Aileen Buckley "Visualization Methods for Spatio-temporal Data"
Data for space-time phenomena have become much more prevalent recently, and software is becoming ever more capable of working with these data. Although cartographers have developed a variety of methods for displaying such data, many researchers working with spatio-temporal data are not familiar with these display techniques.
In this presentation, I illustrate many of the methods that can be used to visualize spatio-temporal data. Examples for qualitative data include mapping where change occurs, mapping a change in attribute over time, and mapping a change in location over time (for point, line and polygon data).
For quantitative data, examples include quantitative change maps, cyclical phenomena maps, time composite maps, time series maps, and quantitative attribute change maps. The choice of an appropriate method depends on the type of data being visualized—displays for qualitative data are somewhat different from those for quantitative data, and mapping persistence in the data is different from mapping discrete time steps.
In addition to demonstrating the methods for mapping spatio-temporal data, I also discuss the advantages and limitations of each.
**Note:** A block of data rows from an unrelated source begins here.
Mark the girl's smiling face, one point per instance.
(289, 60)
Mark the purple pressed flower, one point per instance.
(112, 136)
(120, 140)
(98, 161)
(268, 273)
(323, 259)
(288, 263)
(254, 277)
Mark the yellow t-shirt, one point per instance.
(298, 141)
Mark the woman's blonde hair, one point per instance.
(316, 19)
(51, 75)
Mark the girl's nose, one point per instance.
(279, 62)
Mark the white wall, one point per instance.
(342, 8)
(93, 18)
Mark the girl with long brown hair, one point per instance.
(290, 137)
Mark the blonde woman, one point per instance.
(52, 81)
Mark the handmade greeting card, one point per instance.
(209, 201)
Challenges for nearly any display of space-time data are also considered, such as user interaction with the maps and data, the design of legends and other map surrounds, and the media used to deliver the maps.
Bio of Aileen Buckley
Aileen Buckley is the Esri Mapping Center lead. She came to Esri in 2003 from University of Oregon (UO) where she was a professor of geography teaching cartography, GIS, GPS, and other mapping sciences. She holds an adjunct associate professor appointment at the University of Redlands in the Masters of Science in GIS program.
Her doctoral degree is from Oregon State University. Prior to her doctoral studies, she worked at an engineering firm as a project manager on projects converting cadastral paper maps to GIS data layers. And before that she worked in the cartography division of the National Geographic Society on the seventh edition of their Atlas of the World.
She has written a number of articles and book chapters on various aspects of GIS and cartography, and she is an editor of the Encyclopedia of Geographic Information Science by Sage Publications. At UO, she also helped author the Atlas of Oregon, Second Edition (2001). She is second author of the book "Map Use: Reading and Analysis", Sixth Edition by Esri Press. She was the 2007–2009 president of the Cartography and Geographic Information Society (CaGIS).